Un pastel antiguo de una lata de recetas antiguas.

He oído hablar de Chess Pie antes. He comido Chess Pie antes. Incluso hice Chess Pie antes. Pero nunca lo había visto ni tenido algo así. Mira, Chess Pie tiene una larga historia (existe desde el siglo XVIII), por lo que ha habido mucho tiempo para que evolucionaran las variaciones, pero por lo general es solo un simple pastel de crema compuesto de harina, azúcar, mantequilla y huevos… y tal vez un poco de harina de maíz. o unas cuantas nueces picadas. Pero cuando encontré esta versión en una lata de recetas antigua, vi que tenía pasas y nueces y estaba cocinada entera en la estufa. No se parecía a ningún Chess Pie que hubiera visto antes, así que pensé que valía la pena intentarlo.

Esta receta surgió de una lata de recetas antigua que encontré recientemente y comencé a cocinar. Yo lo llamo Proyecto de lata de recetas. Está repleto de tarjetas de recetas antiguas, la mayoría de las cuales parecen ser de los años 60 y 70. Me encanta la historia de la comida y la idea es darle nueva vida a estas recetas del pasado y tal vez aprender una técnica o dos de ellas a lo largo del camino. Muchas de las tarjetas parecen haber sido recopiladas de varios amigos y tienen lindas ilustraciones, aunque esta está escrita con un puñado de otras recetas en una hoja doblada de papel tamaño carta de color crema. Hay clásicos eternos como el pastel de chocolate y algunas creaciones no tan atemporales como el gumbo de pollo en gelatina.

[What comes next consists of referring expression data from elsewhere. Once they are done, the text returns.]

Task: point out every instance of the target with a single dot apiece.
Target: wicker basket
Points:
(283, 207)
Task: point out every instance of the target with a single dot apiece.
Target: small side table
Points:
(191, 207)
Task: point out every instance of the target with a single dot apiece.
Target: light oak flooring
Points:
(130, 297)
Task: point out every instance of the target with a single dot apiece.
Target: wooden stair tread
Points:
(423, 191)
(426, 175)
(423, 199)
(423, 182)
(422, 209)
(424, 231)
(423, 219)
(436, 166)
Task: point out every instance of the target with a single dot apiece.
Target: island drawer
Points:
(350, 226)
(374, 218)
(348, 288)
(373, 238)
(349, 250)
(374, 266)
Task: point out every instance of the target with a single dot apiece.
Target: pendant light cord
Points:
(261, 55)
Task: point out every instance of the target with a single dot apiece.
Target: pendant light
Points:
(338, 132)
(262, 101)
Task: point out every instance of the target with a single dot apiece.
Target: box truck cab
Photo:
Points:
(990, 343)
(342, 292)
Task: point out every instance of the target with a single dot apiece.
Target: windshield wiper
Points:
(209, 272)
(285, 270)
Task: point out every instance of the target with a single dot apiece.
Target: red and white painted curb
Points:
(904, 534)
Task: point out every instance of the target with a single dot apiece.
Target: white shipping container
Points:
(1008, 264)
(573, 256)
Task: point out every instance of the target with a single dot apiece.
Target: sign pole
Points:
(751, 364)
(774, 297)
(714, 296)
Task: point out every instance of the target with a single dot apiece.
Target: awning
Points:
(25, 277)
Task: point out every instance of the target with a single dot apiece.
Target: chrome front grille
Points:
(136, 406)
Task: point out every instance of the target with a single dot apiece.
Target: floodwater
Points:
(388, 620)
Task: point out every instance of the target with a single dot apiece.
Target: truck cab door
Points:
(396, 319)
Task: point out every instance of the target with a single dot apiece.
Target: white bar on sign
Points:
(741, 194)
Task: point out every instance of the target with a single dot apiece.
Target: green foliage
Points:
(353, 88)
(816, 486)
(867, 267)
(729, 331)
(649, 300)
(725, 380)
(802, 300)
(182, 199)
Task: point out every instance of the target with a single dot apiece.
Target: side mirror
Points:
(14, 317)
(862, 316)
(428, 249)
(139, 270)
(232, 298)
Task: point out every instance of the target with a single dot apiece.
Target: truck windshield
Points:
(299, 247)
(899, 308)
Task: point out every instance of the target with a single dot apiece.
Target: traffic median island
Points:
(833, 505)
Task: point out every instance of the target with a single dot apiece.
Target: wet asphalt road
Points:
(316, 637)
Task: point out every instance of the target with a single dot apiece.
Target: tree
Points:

Hay dos hojas de papel sedoso dobladas como un libro con varias recetas escritas rápidamente con lápiz. La mayoría tiene un nombre debajo del título. Algunos están escritos tan apresuradamente que no hay ninguna instrucción, solo ingredientes. Uno es solo un consejo rápido de una ‘Sra. Nellie Malloy’ a “Cortar los plátanos en forma transversal, mojarlos en mayonesa y luego en nueces picadas, servir sobre hojas de lechuga crujientes”. (Lo cual no me parece particularmente apetecible).
Me gusta imaginar que quien escribió esto se reunió con amigos y anotó cada una de sus recetas exclusivas para poder recrearlas más tarde ella misma. Esta receta de Chess Pie proviene de Stella Griffith y tiene escrito “Bueno” junto al título entre paréntesis. Las instrucciones no son exhaustivas, pero son suficientes.

Seguí la receta tal como estaba escrita, pero amplié o aclaré las instrucciones o los ingredientes según fue necesario en la receta que se enumera a continuación. (Por ejemplo, medio bloque de mantequilla son dos barras o una taza). Es un pastel que casi no se hornea; solo necesitas tu horno para prehornear la base. La natilla es básicamente una natilla hervida que se cocina en la estufa y es realmente deliciosa: dulce y lechosa, con un toque de vainilla.

Pero estaba un poco inquieto. No hay que templar las yemas de huevo, solo hay que echar todo junto en una olla y dejar que hierva lentamente. Cuando comencé a revolver y cocinar, pensé que no había posibilidad de que todo se juntara y se espesara. Estaba seguro de que sería un desastre suelto y grumoso. Pero no fue así. Se espesó muy bien y pronto llegó el momento de agregar las pasas regordetas y las nueces picadas.

A partir de ahí, simplemente dejas que la crema se enfríe un poco antes de verterla en la base horneada para que termine de fraguar por completo. Seguí adelante y metí mi pastel en el refrigerador para acelerar el proceso, lo cual funcionó bien. Quien anotó esta receta hizo bien en garabatear “bueno” al lado. Es un pastel nostálgico. Sencillo, dulce y satisfactorio.